Achilles wpadł w szał po tym, jak usłyszał, że jego przyjaciel, Patroklos, został zabity przez Homera. Heros samodzielnie wyruszył pod Troję i zabił Hektora, syna Priama, w pojedynku. Po tym, w porywie szału zbezcześcił jego zwłoki, wlokąc je za rydwanem. Nocą sam Priam zakradł się do obozu wroga i dostał do namiotu Achillesa. Zrobił to, by osobiście błagać herosa o litość i o zwrócenie mu zwłok syna w celu dokonania godnego pochówku.
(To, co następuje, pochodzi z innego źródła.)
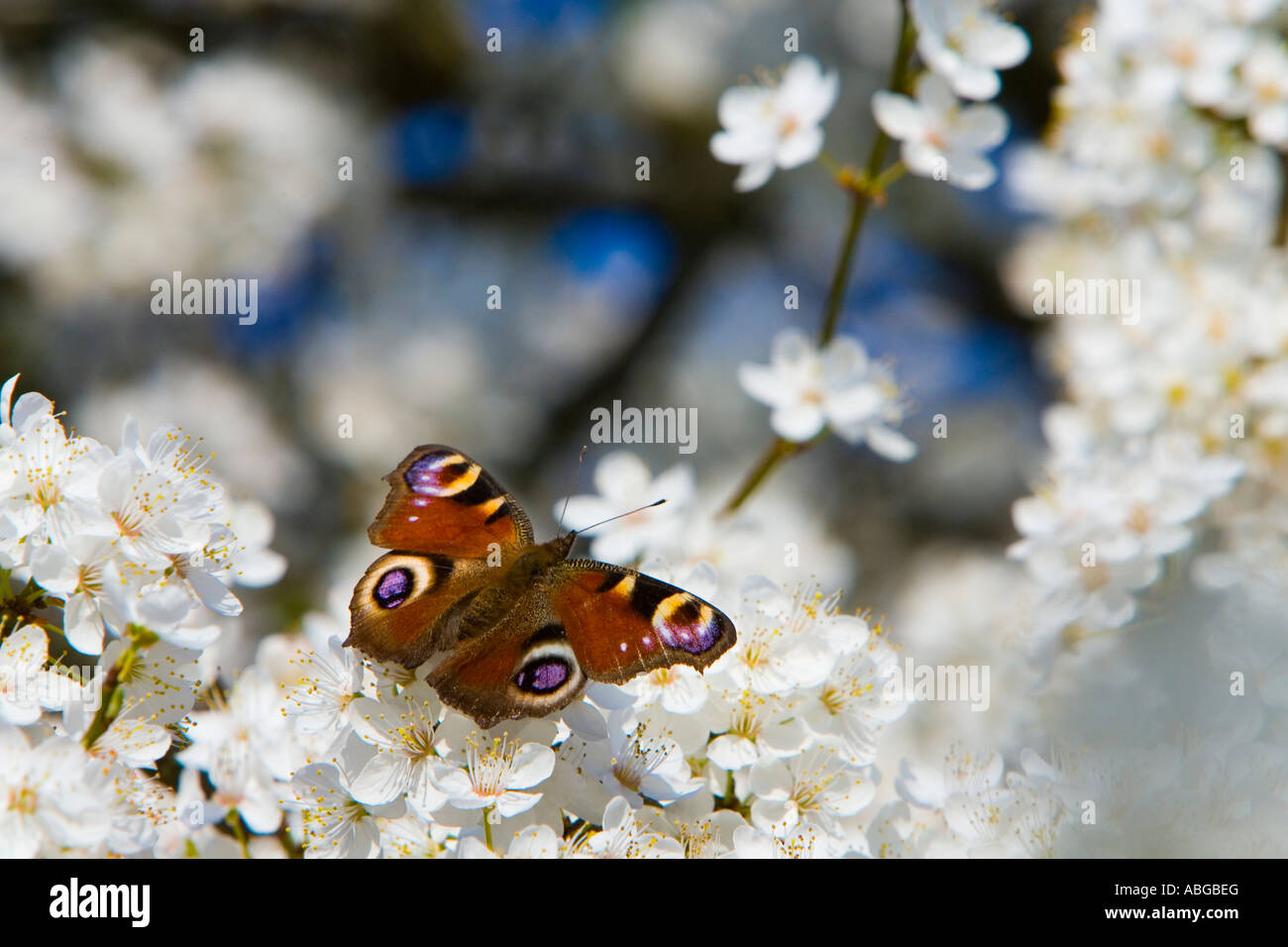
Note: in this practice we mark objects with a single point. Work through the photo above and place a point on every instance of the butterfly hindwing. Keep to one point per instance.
(526, 667)
(406, 604)
(442, 501)
(622, 624)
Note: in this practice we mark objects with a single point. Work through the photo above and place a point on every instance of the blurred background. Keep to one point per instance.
(514, 169)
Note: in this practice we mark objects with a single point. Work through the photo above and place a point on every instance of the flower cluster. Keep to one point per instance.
(1163, 274)
(117, 178)
(136, 547)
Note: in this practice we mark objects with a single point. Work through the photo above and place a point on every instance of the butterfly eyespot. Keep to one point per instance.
(542, 676)
(683, 622)
(393, 587)
(441, 474)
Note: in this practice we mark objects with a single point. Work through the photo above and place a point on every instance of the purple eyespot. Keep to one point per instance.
(542, 676)
(437, 474)
(690, 628)
(393, 587)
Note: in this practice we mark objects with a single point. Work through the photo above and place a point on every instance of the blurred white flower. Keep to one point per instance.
(837, 386)
(940, 138)
(966, 43)
(774, 127)
(625, 484)
(22, 659)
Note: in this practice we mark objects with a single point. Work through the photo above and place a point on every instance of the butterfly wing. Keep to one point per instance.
(442, 501)
(622, 624)
(454, 530)
(526, 667)
(407, 605)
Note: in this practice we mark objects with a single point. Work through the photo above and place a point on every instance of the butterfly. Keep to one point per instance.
(516, 626)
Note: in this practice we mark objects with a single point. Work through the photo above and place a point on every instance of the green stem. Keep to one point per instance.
(777, 453)
(1282, 228)
(239, 827)
(862, 198)
(114, 694)
(862, 193)
(879, 184)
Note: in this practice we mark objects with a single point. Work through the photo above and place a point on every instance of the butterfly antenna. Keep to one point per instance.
(576, 476)
(645, 506)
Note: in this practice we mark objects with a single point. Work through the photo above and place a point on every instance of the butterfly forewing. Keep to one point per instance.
(407, 604)
(442, 501)
(622, 624)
Priam ukorzył się przed Achillesem, co wywarło na mocarzu wielkie wrażenie. Zobaczył, że tak doświadczony dowódca i zatwardziały wojownik, jest w stanie ukorzyć się przed nim w kwestii własnego dziecka. Achilles był wzruszony również tym, że Priam powołał się na znajomość jego ojca, Peleusa. Można powiedzieć, że Achilles poczuł litość i wzruszenie niemocą starego władcy, który wie, że jedyne, co może zrobić to pokornie prosić, zapominając o swojej wielkiej dumie.
Bezlitosny wojownik zmienił się w wyrozumiałego i szlachetnego rycerza. Kazał obmyć i zabalsamować zwłoki Hektora, a potem zwrócił je Priamowi, zapewniając, że na kilka dni zostaną wstrzymane działania wojenne tak, by Trojańczycy mogli w spokoju pochować Hektora i innych zmarłych, a także odprawić nabożeństwa żałobne. Achilles zachował się bardzo ludzko, wykazał się empatią i wyrozumiałością.